Sorry for your problems. If they were sexed, you would think that they would catch the curled toes and not ship them, but if they are quickly grabbing straight run chicks off a conveyor belt and putting them in a box, it might not be as noticable as you would think. Curled toes is probably a genetic defect and the spraddle legs is probably a physical accident. I think it is strange that you would get 4 in one shipment. With some hatcheries shipping over 100,000 chicks a week during the busy season, you are going to see some problems, but what happened to you sounds like bad luck. If McMurray or anyone else shipped that many injured or misformed chicks regularly, they would be out of business.

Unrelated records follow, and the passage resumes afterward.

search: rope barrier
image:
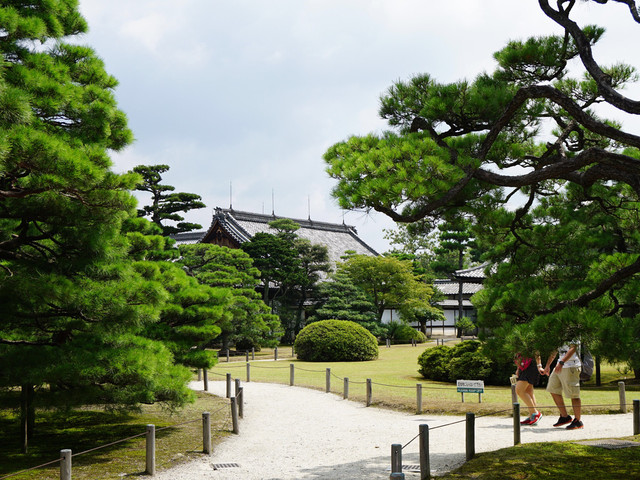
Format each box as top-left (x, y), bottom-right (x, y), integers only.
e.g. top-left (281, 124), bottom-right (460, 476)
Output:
top-left (0, 458), bottom-right (60, 480)
top-left (251, 363), bottom-right (289, 370)
top-left (0, 396), bottom-right (230, 480)
top-left (71, 427), bottom-right (148, 457)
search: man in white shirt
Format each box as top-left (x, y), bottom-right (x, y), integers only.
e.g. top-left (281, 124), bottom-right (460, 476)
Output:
top-left (538, 341), bottom-right (584, 430)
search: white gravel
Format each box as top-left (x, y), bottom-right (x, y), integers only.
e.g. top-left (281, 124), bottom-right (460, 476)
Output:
top-left (155, 381), bottom-right (633, 480)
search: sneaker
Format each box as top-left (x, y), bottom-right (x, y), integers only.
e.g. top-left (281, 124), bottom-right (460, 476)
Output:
top-left (567, 418), bottom-right (584, 430)
top-left (529, 412), bottom-right (542, 425)
top-left (553, 415), bottom-right (571, 427)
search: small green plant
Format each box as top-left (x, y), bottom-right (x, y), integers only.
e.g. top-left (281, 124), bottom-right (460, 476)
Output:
top-left (294, 320), bottom-right (378, 362)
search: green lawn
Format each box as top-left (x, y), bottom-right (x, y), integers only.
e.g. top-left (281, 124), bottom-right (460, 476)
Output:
top-left (0, 344), bottom-right (640, 480)
top-left (209, 342), bottom-right (640, 414)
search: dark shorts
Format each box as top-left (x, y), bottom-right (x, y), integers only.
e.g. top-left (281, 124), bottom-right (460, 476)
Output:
top-left (518, 362), bottom-right (540, 387)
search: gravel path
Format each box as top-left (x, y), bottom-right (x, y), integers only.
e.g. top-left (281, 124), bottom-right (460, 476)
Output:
top-left (155, 381), bottom-right (633, 480)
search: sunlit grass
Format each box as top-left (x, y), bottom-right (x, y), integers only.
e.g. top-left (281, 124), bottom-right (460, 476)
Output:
top-left (0, 342), bottom-right (640, 480)
top-left (209, 342), bottom-right (640, 414)
top-left (438, 435), bottom-right (640, 480)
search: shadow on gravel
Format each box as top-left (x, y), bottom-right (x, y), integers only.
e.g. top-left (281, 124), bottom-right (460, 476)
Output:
top-left (290, 452), bottom-right (465, 480)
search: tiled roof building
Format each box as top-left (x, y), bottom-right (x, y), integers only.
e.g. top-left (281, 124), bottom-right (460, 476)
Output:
top-left (172, 207), bottom-right (378, 266)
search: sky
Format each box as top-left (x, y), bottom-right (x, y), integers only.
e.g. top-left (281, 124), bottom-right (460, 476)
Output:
top-left (80, 0), bottom-right (640, 253)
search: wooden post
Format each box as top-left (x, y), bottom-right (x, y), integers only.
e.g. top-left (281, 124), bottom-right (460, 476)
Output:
top-left (236, 387), bottom-right (244, 418)
top-left (466, 412), bottom-right (476, 460)
top-left (60, 449), bottom-right (71, 480)
top-left (513, 402), bottom-right (520, 445)
top-left (231, 397), bottom-right (240, 434)
top-left (618, 382), bottom-right (627, 413)
top-left (145, 425), bottom-right (156, 475)
top-left (202, 412), bottom-right (211, 455)
top-left (324, 368), bottom-right (331, 393)
top-left (389, 443), bottom-right (404, 480)
top-left (419, 424), bottom-right (431, 480)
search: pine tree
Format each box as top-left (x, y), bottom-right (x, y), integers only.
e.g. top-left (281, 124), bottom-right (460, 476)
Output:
top-left (0, 0), bottom-right (191, 451)
top-left (133, 165), bottom-right (206, 235)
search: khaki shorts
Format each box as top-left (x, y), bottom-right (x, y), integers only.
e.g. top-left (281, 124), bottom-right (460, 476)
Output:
top-left (547, 367), bottom-right (580, 398)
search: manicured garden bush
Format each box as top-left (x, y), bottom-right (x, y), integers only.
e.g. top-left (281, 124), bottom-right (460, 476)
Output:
top-left (387, 322), bottom-right (427, 343)
top-left (418, 340), bottom-right (515, 385)
top-left (418, 345), bottom-right (452, 382)
top-left (294, 320), bottom-right (378, 362)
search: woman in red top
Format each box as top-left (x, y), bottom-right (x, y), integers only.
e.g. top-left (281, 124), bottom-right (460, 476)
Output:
top-left (514, 354), bottom-right (542, 425)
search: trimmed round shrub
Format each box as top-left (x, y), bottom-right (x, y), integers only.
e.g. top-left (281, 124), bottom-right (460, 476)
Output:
top-left (387, 322), bottom-right (427, 343)
top-left (418, 340), bottom-right (513, 385)
top-left (294, 320), bottom-right (378, 362)
top-left (418, 345), bottom-right (453, 382)
top-left (449, 351), bottom-right (493, 382)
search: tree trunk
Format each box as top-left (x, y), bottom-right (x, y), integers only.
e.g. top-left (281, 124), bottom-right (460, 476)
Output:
top-left (456, 280), bottom-right (464, 337)
top-left (20, 384), bottom-right (36, 453)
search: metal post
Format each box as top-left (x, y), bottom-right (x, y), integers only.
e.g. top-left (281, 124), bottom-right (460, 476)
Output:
top-left (324, 368), bottom-right (331, 393)
top-left (60, 449), bottom-right (71, 480)
top-left (145, 425), bottom-right (156, 475)
top-left (202, 412), bottom-right (211, 455)
top-left (389, 443), bottom-right (404, 480)
top-left (513, 402), bottom-right (520, 445)
top-left (419, 424), bottom-right (431, 480)
top-left (618, 382), bottom-right (627, 413)
top-left (466, 412), bottom-right (476, 460)
top-left (231, 397), bottom-right (240, 434)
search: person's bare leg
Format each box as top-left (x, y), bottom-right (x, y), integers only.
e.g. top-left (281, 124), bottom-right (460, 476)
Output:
top-left (516, 380), bottom-right (536, 414)
top-left (527, 384), bottom-right (538, 412)
top-left (551, 393), bottom-right (568, 417)
top-left (571, 398), bottom-right (582, 420)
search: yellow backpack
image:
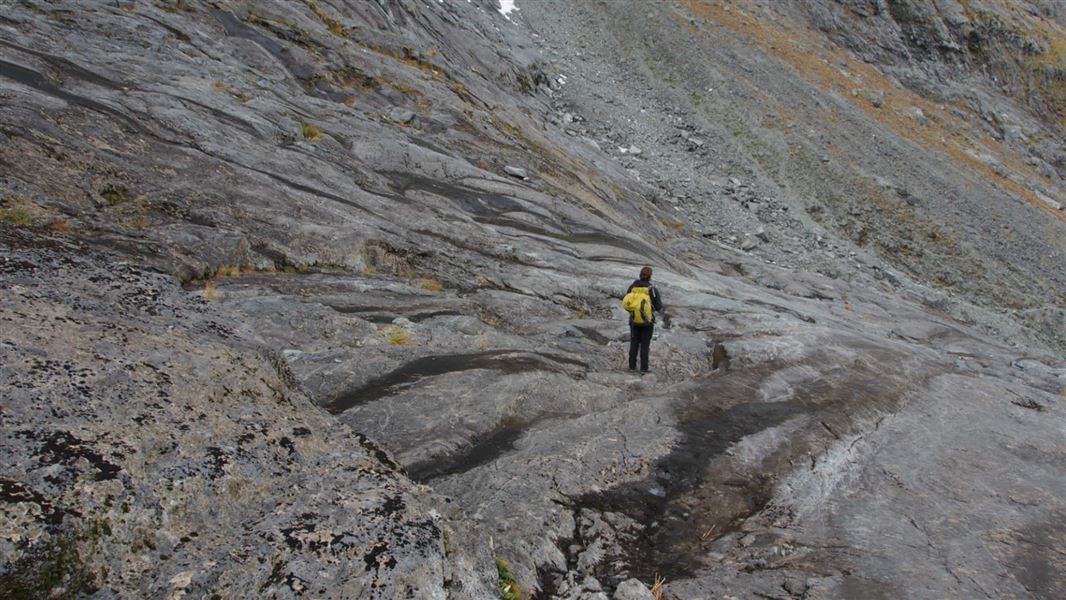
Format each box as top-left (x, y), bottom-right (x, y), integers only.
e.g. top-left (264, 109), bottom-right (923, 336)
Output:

The weather this time of year can be hard on shipped chicks. Even if you are in a fairly warm area, you don't know what route those chicks actuallty took to get to you. You'll see the number of posts about chicks having problems during shipping go up this time of year. Some post office employees are pretty good about handling chicks and some are not. Just a fact of life. You'll also see a spike in the number of posts about shipping problems right after a holiday. Despite how things are supposed to work or how they should work, a lot of post office employees take time off at the holidays and things just don't go as normal.
I'm not saying your problems with the sick chick is due to shipping. I've had chicks I've hatched not make it through the first 24hours. Some just are not equipped to make it. As others have mentioned, keep it warm and feed it liquid and food. It may make it and it may not.
As an aside, unless you have a really compelling reason to breed it if it does make it, a chick that had those problems would not make it into my breeding flock. I'm not saying to kill it. There are plenty of other reasons to keep a chicken other than breeding, but I would not want those weak genes in my flock's gene pool.